江氏の右(前方から見て左)に座った王冶坪夫人の後ろにもう一つの花輪が置かれ、送り主は上の方の名前が最後の字の一部しか見えないが、下が「彭麗媛」なので、習近平国家主席夫妻であろう。
写真の構図について、①「李克強」が全部見えるのに、習氏の名前はほとんど映っていない②中国の慣習では左が右の上位とされるが、政権ナンバー2である李氏の花輪が習氏の花輪の左側に置かれている─ことから、江氏が李氏支持を示唆したとの見方も出ている。
習氏は江氏から推されて党総書記・国家主席になったといわれるが、トップ就任後、自分の権力基盤を強化するため、反腐敗闘争で江派の大物OBを次々と粛清した。習氏に対し、江氏が不満を抱いても不思議ではない。
しかし、上記の①は、夫妻の後ろに立っている人物の顔が映らないように写真の上部をトリミングしたためかもしれない。②に関しても、花輪の並べ方はバースデーケーキの位置など人物以外の要素も関係するので、何とも言えない。

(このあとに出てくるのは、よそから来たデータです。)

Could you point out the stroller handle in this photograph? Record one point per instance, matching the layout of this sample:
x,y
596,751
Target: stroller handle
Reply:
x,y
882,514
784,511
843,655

この写真から、江氏もしくは江派が習、李両氏との良好な関係を誇示したいことは想像できるものの、それ以上の深読みは現段階では難しい。
最高齢長老が「改革・開放」強調?
動静が伝えられたもう1人の長老は、旧国家計画委員会主任(閣僚)や党中央組織部長、党政治局常務委員を歴任した宋平氏。105歳と有力長老の中で最高齢だ。革命時代に周恩来氏(後の首相)の政治秘書を務めたことや、胡錦濤氏を総書記・国家主席に推したことで知られる。
宋氏は9月12日、貧困家庭の子供に対する就学支援などを行う慈善事業団体の行事にオンライン参加。中国の社会主義文化を宣伝するウェブサイトなどが映像付きでこれを紹介した。
宋氏は慈善団体の顧問役を務めて、習氏が特に重視する貧困対策を後押ししてきた。この時期にこのような形で公の場に出てくる行動は、習氏支持を意味しているようにも見える。香港親中派のメディア関係者は「宋氏は政治面で(社会主義イデオロギーの)正統派であり、習氏と一致している」と語った。
ただ、一部の香港メディアなどは、宋氏が「改革・開放は中国の発展が必ず通る道だ」と述べたと報じた。改革・開放政策について、李氏が市場経済化などの必要性をたびたび強調するのに対し、保守派の習氏が消極的なことはよく知られており、このような発言は習氏に対する苦言に聞こえる。
現在確認できる映像に宋氏の「改革・開放」発言はない。ネット規制当局の指示で削除された可能性があるが、そもそも、この発言は宋氏のものではないという説もあり、宋氏の今回の言動は謎に包まれている。